Zac Hatfield-Dodds <[email protected]> added the comment:
(I think structuring this as a high-level explanation is clearer than
point-by-point replies - it covers most of them, but the logic is hopefully
easier to follow)
The core idea of Hypothesis is that making random choices is equivalent to
parsing a random bitstring:
- wrap your test function in a decorator which calls it many times with
random inputs
- describe those inputs with strategies, (which are parser combinators)
- the bytes parsed by strategies can be provided by a Random() instance,
saved to and loaded from a database, edited and (maybe) re-parsed into related
or simpler inputs, etc.
Minithesis [1] is a complete implementation of this core, including strategies,
shrinking, and the database, in a few hundred lines of Python. I think reading
this will answer most of your implementation questions.
Hypothesis is not the *only* property-based testing library for Python (there's
pytest-quickcheck), but in the same sense that `six` is not the only py2/py3
compatibility layer. I attribute this to a combination of a better underlying
model [2], and brute implementation effort to provide great error messages,
integration with popular libraries, lots of strategies, related tooling, and so
on.
[1] https://github.com/DRMacIver/minithesis
See also https://hypothesis.works/articles/how-hypothesis-works/ for an
older writeup; the implementation details are a little outdated but it explains
the motivations better.
[2] https://hypothesis.works/articles/types-and-properties/
So a "strategy" is an object (implementation detail: a parser combinator,
instance of SearchStrategy), which tells Hypothesis how to convert a random
bytestring into whatever object you've asked for. This is a little unusual,
but I haven't found a better way which still makes it easy to mix the strategy
primitives with arbitrary user code such as "pick a username, ensure it's in
the database, and then pass it to my test method".
I share your distaste for "Haskell in Python"; I don't think Hypothesis
introduces more of that flavor than Numpy would introduce Fortran idioms -
there's occasionally a resemblance, but they're both Python-first libraries and
I'd attribute it mostly to the problem being solved. FWIW Hypothesis
deliberately rejected most of the design choices of QuickCheck, and
implementation-wise has more in common with unixy fuzzing tools like AFL.

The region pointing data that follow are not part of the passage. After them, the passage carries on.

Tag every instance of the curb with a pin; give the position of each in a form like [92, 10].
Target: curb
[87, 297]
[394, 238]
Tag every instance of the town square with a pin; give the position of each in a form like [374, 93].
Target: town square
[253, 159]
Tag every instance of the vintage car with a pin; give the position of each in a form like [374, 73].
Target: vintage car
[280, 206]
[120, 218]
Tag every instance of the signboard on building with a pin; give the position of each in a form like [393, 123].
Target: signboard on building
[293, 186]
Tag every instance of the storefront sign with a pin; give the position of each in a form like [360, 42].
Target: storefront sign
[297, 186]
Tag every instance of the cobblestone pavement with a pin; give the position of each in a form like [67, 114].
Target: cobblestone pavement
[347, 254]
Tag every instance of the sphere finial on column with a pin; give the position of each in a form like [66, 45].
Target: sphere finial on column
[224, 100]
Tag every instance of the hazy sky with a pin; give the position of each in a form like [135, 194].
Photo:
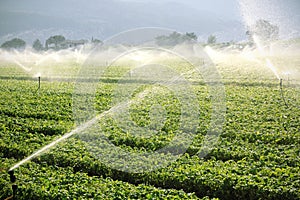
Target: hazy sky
[31, 19]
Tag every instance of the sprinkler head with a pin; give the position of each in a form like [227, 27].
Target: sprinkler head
[12, 176]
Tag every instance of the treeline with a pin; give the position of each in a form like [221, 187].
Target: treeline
[262, 31]
[56, 42]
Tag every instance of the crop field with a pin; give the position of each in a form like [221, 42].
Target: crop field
[256, 156]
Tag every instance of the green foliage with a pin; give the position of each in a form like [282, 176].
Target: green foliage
[257, 156]
[15, 43]
[55, 40]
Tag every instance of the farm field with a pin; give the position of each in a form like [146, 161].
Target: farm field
[257, 155]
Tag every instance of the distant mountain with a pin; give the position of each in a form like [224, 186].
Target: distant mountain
[33, 19]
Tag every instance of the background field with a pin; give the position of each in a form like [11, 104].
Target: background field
[257, 155]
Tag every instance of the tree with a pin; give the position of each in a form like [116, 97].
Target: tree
[175, 38]
[55, 40]
[15, 43]
[212, 39]
[264, 31]
[37, 45]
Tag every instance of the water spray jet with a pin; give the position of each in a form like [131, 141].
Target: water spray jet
[14, 186]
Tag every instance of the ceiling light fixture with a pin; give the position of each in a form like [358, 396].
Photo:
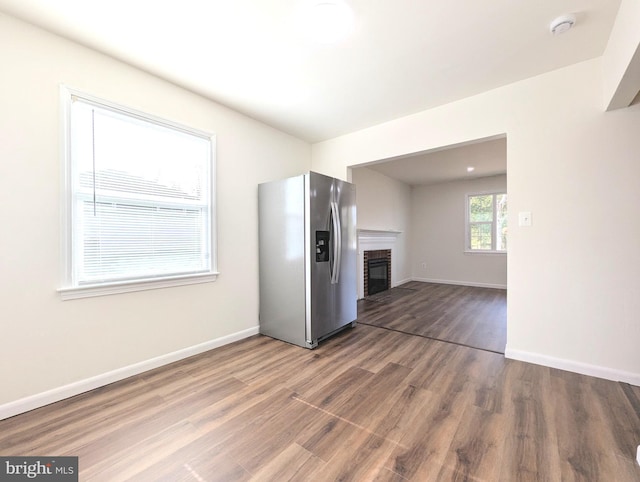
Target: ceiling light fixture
[562, 24]
[329, 21]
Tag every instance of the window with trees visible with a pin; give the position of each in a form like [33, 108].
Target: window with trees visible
[139, 200]
[487, 222]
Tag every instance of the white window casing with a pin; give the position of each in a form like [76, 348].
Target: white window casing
[138, 200]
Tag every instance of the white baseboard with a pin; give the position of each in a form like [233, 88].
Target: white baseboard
[461, 283]
[574, 366]
[54, 395]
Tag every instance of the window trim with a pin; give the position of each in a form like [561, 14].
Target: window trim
[68, 290]
[467, 234]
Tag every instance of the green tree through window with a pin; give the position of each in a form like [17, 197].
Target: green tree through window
[487, 222]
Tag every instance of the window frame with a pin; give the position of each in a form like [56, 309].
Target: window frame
[70, 288]
[493, 222]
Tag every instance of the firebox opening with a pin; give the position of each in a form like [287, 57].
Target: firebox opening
[377, 271]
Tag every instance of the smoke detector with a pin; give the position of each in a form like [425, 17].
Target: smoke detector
[562, 24]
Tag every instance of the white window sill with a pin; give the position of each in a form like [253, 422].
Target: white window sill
[477, 251]
[89, 291]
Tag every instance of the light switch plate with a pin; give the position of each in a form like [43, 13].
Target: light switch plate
[524, 218]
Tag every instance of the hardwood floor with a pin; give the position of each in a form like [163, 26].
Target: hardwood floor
[470, 316]
[369, 404]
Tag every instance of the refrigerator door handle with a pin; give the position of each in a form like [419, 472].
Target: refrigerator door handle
[337, 242]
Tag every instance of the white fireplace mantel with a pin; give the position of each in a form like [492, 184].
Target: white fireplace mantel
[371, 240]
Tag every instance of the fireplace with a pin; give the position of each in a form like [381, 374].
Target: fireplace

The strategies in our API can generally be divided into useful primitives (e.g.
integers, floats, lists, tuples, sampled_from, one_of) and pre-composed
strategies (booleans = sampled_from, dictionaries = map+lists-of-kv-tuples,
builds = tuples+fixed_dictionaries+map).
Very specific strategies like emails() are included because they're a common
need, and a naive implementation usually omits exactly the weirder and
error-prone features that might reveal bugs.
We _are_ deliberately vague about the order in which we generate test data,
because the distribution is full of heuristics and adapts itself to the
behaviour of the test - including over multiple runs, thanks to the database.
The exact details are also considered an implementation detail, and subject to
change as we discover heuristics and sampling techniques which find bugs faster.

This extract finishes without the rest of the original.